Some microarchitectures benefit the most from no alignment, some from 16, some from 32, and even some of the latest from 64-byte alignment instead. For example, both the latest AMD and Intel optimization guides recommend using a 64-byte code window consideration, while somewhat older ones recommend 32-bytes instead (which is what the JIT currently does, but only considering loop starts), and "legacy cpus" recommend using 16-bytes. -- The root consideration here is not necessarily to align the loop, but rather to fit as much of the loop body into a single "instruction fetch and/or decode window" as possible.
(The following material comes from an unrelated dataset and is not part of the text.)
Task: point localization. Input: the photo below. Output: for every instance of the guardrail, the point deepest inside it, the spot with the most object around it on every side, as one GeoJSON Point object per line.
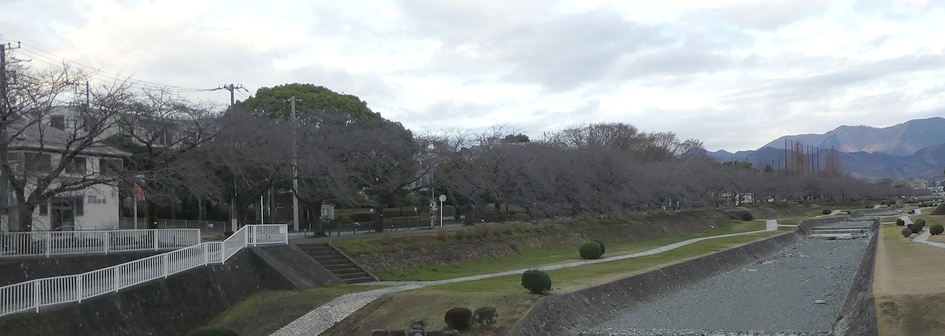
{"type": "Point", "coordinates": [35, 294]}
{"type": "Point", "coordinates": [54, 243]}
Hence the official guidance details considering aligning either the loop start of a hot loop to the beginning of the aligned boundary or the loop end to the end of an aligned boundary, with the latter often being preferred if you have to pick aligning one vs the other (something we don't even try to consider today). If a loop already fits entirely in the optimal window, then there can be much lesser benefit to doing any alignment and code size can be saved.
Moved to .NET 10 because we might not have time to work on it in .NET 9. Please move to .NET 9 if it needs to be resolved in .NET 9.
Should this be under native AOT <OptimizationPreference>speed</OptimizationPreference>
vs. <OptimizationPreference>Size</OptimizationPreference>
settings?
I think that the difference between Arm optimization manuals and Apple optimization manuals is more likely in the point of view, not necessarily in the micro-architecture differences. The Arm optimization manuals are more oriented towards achieving the best scores on industry CPU-intensive benchmarks. The Apple optimization manuals are more oriented towards achieving the best user experience on Apple devices and they might have determined that smaller code provides better experience on average even when it is not necessarily the fastest code in microbenchmarks.
…not necessarily in the micro-architecture differences.
I am not necessarily convinced that’s the case. Unfortunately I cannot quote the parts of the optimisation manual without breaking the Apple license. :-/ They seem to suggest the microarchitecture is less sensitive to the alignment and you may just benefit from feeding the instruction decoder with non-NOPs and from more actual code in the cache.
I will try to run some benchmarks when I get a spare moment.
Disabling loop alignment with OptimizationPreference=Size
, however, seems like a generally good idea to me. Also, the JitAlignLoops=0
option in JIT should likely disable the relevant method alignment flag as well.
From https://github.com/dotnet/runtime/issues/107284#issuecomment-2326271421 and https://github.com/dotnet/runtime/issues/107284#issuecomment-2326314236, what I understand is the size increase is more because of method alignment rather than loop alignment. Loop alignment is very conservative in deciding when it will add alignment and mostly will give-up based on various factors like loop size, padding needed, etc. As such, the best thing to do would be, if optimizing for Size
:
https://github.com/dotnet/runtime/pull/107340 makes the JIT change that enables us to get rid of the method alignment through a switch.
PR #59828 started enforcing 32-byte alignment for methods with loops on ARM64 based on the Neoverse N1 optimization guide:
https://github.com/dotnet/runtime/blob/16fe4d41ae95607f9214874ab7f22b3df5d8e561/src/coreclr/jit/emit.cpp#L6775-L6785
This goes contrary to the Apple Silicon CPU Optimization Guide, section 4.4.3 Branch Target Alignment. Apple specifically states that software alignment of branch targets is unnecessary and sometimes detrimental due to the alignment capabilities of the processor. The guidance is to not align branch targets and favor smaller code size.
Aside for performance implications this alignment makes the size of NativeAOT code on iOS/macOS bigger due to unnecessary alignment.